In this case...the workflow did not go far enough...if we add one more question in the "Audience" section...browser or non-browser activity - this would have highlighted something. The customer at first was like "non-browser??", I said yeah..."back in 90's we all used a command line, or we scripted load tests this way"...customer..."wtf, why....are you ***** *****g me?".
We ran a command in AppInternals to show a simple "transactioncount -group_by user.ip" - it showed the most active of IP's that at first looked normal. Cherry picking the top few IP's, I said "let’s do something with these IP's".
Me "Let's see what URL's the users (we'll call them that for now) were hitting...is nearly 6000 requests per hour around about right??"

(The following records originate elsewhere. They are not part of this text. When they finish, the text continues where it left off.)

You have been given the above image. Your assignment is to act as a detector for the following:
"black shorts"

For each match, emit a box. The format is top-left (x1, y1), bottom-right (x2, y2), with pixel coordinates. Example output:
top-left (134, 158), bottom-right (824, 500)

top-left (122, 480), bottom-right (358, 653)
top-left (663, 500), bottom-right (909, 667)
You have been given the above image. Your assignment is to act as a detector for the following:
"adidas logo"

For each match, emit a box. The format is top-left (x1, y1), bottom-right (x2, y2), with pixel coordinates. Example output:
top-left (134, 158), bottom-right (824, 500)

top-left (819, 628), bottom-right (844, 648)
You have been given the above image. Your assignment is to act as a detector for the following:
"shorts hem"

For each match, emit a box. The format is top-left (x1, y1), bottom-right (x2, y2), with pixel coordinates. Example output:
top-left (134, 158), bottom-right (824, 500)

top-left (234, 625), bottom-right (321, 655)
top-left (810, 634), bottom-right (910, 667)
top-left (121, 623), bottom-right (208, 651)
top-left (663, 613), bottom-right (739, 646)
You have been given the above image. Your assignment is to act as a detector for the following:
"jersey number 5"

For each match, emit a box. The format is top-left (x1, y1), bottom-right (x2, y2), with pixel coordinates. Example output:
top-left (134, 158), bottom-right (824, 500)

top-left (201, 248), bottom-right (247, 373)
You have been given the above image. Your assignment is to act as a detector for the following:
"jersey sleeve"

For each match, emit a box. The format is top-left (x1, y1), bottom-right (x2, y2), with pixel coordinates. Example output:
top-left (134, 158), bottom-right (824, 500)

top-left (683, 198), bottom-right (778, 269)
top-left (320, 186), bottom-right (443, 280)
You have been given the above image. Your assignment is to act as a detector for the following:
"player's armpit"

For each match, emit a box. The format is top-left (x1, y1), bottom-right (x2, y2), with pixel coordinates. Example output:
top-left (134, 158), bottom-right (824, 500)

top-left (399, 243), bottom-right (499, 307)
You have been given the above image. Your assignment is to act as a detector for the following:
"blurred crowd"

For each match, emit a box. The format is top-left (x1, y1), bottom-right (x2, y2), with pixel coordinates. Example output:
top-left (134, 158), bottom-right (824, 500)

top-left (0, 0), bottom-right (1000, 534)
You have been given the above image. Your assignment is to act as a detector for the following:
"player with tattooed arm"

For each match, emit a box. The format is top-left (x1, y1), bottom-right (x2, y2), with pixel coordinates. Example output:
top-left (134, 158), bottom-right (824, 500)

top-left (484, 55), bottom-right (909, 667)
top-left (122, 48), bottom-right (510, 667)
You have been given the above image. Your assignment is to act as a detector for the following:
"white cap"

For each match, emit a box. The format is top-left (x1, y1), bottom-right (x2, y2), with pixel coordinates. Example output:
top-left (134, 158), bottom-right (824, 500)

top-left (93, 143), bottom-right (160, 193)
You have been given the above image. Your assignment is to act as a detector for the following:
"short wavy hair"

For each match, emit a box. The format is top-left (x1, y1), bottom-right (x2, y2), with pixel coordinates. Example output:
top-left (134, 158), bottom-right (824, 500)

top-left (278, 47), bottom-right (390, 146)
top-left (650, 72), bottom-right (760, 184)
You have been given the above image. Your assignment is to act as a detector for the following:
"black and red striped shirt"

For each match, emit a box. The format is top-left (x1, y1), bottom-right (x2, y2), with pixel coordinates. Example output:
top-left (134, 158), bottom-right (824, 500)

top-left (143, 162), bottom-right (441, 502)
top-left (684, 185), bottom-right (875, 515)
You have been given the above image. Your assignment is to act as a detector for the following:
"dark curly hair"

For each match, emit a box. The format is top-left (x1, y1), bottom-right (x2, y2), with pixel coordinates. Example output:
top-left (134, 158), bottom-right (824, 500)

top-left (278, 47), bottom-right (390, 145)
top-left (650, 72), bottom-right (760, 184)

Customer "this might be a group of users in the same office"
Me "Cool, this customer must be pretty popular with you then, thing is, these are the same times you reported issues, do they just hammer the same URL over and over?"
The next query we ran was the same IP by username, then we ran the same by "browser"
Both queries showed ZERO Results. Why would your users not be using browsers?
In the next 30 minutes or so, we trawled through all the data and transactions in AppInternals...we didn't capture a single user or browser transaction on that IP. The customer checked the Apache logs, this suggested exactly the same.
Stopping these BOTS/Non-Browsers can be tackled in a number of ways...an ACL on the Apache, IP throttling on the Web Server, Load Balancer or Firewall, using a cloud based BOT Management Tool.